Yoga/Pilates Classes

Wasn’t it cute how the recreation centers always tried to get students to come “relax” during finals at their free yoga sesh? And if I bought the semester pass it was what, maybe $30 for four months? Well done, rec center, the only cost appropriate expense around here. Needless to say, I haven’t done yoga since graduating. Yoga classes are insanely expensive to just be standing around in loungewear breathing slowly. I do that every morning for free.

T-shirts

College was a years-long free t-shirt bonanza. I could make a quilt for Paul Bunyan’s bed with all the t-shirts I got from school. I even struggled to find storage space for all of these bad boys. The thought of spending $10+ on a t-shirt today provides utter disgust. Not to mention, I still have nowhere to put a new t-shirt  in my cramped downtown apartment with a sorry excuse for a closet. Instead, I’ll hang on to every last bit of those memory-filled pieces of cheap cotton and wear them proudly, pit stains and all. 

Movie Screenings

In an effort to gain a followership and member base, student orgs all over campus would find ways to host free movie screenings complete with cheese pizza (cheapskates) and soda. I almost never went, but now I realize that I’d have to sell my grandmother’s watch to be able to afford a Carmike Cinemas feature presentation. Now I’ll NEVER see Tyler Perry’s A Madea Christmas. Netflix it is.

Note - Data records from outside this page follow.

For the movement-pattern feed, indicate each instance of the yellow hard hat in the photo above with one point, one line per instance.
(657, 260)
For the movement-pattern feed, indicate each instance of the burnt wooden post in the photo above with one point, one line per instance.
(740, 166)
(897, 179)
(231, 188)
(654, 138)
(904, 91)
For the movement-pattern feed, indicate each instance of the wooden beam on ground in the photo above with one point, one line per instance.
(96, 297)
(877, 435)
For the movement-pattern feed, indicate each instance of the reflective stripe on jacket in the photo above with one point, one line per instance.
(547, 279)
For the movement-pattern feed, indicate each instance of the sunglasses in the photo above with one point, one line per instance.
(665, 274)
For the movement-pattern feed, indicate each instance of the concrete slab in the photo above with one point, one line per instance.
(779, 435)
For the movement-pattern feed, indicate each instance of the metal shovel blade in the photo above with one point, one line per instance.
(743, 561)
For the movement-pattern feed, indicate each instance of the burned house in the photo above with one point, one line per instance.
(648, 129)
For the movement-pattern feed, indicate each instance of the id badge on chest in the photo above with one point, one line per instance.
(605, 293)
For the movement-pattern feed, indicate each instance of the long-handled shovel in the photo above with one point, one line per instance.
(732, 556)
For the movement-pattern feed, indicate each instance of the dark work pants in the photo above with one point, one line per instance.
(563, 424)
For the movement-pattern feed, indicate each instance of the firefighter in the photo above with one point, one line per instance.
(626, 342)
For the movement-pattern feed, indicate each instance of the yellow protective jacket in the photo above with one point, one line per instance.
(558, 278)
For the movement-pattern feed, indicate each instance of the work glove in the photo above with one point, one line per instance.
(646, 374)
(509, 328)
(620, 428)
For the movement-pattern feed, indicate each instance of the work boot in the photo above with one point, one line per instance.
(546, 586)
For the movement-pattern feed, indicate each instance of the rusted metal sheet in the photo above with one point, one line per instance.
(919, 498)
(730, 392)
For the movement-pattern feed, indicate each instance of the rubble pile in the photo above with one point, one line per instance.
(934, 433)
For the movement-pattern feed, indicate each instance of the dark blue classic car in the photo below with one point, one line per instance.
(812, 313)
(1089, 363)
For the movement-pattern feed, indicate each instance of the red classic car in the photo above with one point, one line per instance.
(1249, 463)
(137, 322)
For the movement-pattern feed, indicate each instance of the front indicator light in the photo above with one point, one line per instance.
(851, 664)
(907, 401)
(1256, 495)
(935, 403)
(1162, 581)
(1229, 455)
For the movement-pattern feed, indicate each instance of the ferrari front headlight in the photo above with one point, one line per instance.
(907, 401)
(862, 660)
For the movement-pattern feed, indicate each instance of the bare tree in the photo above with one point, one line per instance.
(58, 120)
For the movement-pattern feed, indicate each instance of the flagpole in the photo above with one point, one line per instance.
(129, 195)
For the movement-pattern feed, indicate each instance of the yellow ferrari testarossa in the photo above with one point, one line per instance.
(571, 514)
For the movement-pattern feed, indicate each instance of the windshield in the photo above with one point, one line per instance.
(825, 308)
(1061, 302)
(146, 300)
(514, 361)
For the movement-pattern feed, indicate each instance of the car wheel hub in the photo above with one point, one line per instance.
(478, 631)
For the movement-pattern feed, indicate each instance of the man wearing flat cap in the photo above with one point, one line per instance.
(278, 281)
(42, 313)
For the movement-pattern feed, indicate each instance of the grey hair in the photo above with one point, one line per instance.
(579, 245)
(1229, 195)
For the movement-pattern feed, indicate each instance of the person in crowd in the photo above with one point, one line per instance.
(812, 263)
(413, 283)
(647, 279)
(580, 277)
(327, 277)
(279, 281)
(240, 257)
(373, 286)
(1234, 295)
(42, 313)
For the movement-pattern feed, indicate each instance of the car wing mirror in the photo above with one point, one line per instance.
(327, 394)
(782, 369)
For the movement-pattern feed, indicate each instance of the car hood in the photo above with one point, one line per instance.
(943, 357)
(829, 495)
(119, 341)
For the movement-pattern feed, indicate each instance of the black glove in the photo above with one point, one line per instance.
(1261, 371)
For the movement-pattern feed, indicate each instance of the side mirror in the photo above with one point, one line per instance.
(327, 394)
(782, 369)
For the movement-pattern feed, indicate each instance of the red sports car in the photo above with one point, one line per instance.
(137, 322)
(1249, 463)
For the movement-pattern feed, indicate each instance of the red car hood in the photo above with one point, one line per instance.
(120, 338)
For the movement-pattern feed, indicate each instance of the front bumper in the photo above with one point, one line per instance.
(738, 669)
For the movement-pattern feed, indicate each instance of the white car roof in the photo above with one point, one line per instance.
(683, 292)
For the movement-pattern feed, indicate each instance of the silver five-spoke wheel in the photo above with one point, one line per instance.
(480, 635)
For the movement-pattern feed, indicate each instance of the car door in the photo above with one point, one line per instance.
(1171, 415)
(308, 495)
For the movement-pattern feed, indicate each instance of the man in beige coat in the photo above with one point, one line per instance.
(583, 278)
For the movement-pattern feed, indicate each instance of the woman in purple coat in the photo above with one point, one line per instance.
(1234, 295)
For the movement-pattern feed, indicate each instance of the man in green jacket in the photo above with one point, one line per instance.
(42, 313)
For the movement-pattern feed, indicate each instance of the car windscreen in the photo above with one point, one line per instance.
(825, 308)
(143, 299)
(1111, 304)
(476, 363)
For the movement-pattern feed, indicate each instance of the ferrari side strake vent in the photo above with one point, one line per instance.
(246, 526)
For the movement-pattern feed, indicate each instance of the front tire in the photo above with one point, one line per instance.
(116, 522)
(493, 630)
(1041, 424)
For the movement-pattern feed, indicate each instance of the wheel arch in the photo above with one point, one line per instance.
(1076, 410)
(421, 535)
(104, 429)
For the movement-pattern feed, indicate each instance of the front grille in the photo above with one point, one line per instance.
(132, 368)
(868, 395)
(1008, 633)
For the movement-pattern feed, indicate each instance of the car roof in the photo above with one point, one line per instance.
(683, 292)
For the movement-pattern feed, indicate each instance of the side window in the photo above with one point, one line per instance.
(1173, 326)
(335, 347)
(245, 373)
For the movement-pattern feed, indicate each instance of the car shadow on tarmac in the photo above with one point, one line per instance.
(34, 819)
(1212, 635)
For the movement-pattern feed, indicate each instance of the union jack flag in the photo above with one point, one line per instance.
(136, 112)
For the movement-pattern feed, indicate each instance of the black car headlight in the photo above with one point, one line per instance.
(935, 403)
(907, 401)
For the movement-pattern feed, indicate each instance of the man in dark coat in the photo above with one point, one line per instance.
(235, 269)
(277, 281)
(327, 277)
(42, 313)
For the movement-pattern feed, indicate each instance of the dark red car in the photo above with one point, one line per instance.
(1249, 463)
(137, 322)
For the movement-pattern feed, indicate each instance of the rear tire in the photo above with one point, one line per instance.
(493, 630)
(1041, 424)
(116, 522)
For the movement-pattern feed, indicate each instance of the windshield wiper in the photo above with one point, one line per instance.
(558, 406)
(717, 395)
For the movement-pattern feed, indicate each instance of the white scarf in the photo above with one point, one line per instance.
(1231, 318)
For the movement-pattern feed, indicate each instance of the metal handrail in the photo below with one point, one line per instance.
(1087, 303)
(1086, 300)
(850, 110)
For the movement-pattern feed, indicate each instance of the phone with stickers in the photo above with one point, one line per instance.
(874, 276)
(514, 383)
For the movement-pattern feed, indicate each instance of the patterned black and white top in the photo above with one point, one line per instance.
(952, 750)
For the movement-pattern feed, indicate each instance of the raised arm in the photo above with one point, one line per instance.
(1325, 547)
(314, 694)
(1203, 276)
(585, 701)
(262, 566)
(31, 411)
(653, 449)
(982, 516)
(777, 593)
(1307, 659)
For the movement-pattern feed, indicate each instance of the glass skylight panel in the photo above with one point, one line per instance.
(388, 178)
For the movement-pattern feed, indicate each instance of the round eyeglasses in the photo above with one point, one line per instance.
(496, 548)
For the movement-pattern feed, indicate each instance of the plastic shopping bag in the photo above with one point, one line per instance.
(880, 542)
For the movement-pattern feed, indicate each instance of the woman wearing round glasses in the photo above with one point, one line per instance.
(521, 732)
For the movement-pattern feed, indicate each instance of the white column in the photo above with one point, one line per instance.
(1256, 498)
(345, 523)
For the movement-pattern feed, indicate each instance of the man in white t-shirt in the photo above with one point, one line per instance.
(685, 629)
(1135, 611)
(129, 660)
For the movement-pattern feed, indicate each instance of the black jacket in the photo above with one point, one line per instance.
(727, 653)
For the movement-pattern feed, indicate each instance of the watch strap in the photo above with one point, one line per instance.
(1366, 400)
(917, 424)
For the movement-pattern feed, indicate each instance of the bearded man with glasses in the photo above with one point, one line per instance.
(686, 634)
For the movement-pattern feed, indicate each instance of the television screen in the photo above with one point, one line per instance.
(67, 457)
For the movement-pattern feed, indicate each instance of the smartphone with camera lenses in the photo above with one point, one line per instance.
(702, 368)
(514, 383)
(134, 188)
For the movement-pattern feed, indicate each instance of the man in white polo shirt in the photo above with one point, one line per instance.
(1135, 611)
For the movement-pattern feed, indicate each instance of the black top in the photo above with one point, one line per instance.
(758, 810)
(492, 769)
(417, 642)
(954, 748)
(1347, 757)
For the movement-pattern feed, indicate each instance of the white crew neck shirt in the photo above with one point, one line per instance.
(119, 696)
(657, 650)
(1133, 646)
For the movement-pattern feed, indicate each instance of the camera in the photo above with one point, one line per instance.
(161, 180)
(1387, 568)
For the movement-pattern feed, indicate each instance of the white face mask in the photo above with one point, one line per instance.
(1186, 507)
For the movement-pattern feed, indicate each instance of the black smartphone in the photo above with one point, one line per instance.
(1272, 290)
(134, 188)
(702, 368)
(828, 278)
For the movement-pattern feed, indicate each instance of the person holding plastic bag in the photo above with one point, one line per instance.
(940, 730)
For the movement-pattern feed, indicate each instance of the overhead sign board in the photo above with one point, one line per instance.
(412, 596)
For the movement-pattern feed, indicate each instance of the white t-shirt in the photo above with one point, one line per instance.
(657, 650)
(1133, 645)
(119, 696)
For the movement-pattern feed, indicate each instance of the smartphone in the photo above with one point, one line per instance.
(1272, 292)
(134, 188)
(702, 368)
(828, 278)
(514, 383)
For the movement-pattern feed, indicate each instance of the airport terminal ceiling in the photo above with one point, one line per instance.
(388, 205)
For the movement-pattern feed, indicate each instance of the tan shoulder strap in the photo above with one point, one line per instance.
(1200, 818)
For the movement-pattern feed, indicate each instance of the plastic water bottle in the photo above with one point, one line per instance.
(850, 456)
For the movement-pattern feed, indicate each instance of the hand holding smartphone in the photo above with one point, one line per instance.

Women’s Basketball Tickets

Occasionally, probably only once, I reluctantly got up off my ass to go to a women’s basketball game…to get a free t-shirt. Sometimes the arena gave students free pizza. Why is it always pizza? Sometimes, on Greek Night, it was THE place to be because heaven forbid you miss a social opportunity to “network” with the other Greeks. After the season ended, though, and especially upon walking across that stage, women’s basketball has been nothing but a mere portion of a grain of sand in my cerebral cortex. The WNBA isn’t a real thing, right? It’s probably a no-tickets-necessary kind of thing because otherwise, I’d rather listen to Nickelback Radio.

SWAG

Little did I know when I first left for school I wouldn’t need those two bags of Bic pens and that 40-pack of Ticonderogas (obviously the best pencils ever). SWAG – Stuff We All Get – was everywhere: cups, pens, buttons, ID holders, pencils, magnets – I was a ninja in the fruit aisle. Although the endless amount of shit never seems to go away like that “Dorsey Hall 2009” keychain that always turns up somewhere, I’ll never walk into Office Depot with a significant need for desktop necessities.

The bright side is you get free stuff at work too! It isn’t all so bad. Who wouldn’t want contributions from their employer to a 401(k), annual holiday parties with dry sugar cookies, and unlimited amounts of room temperature fountain water?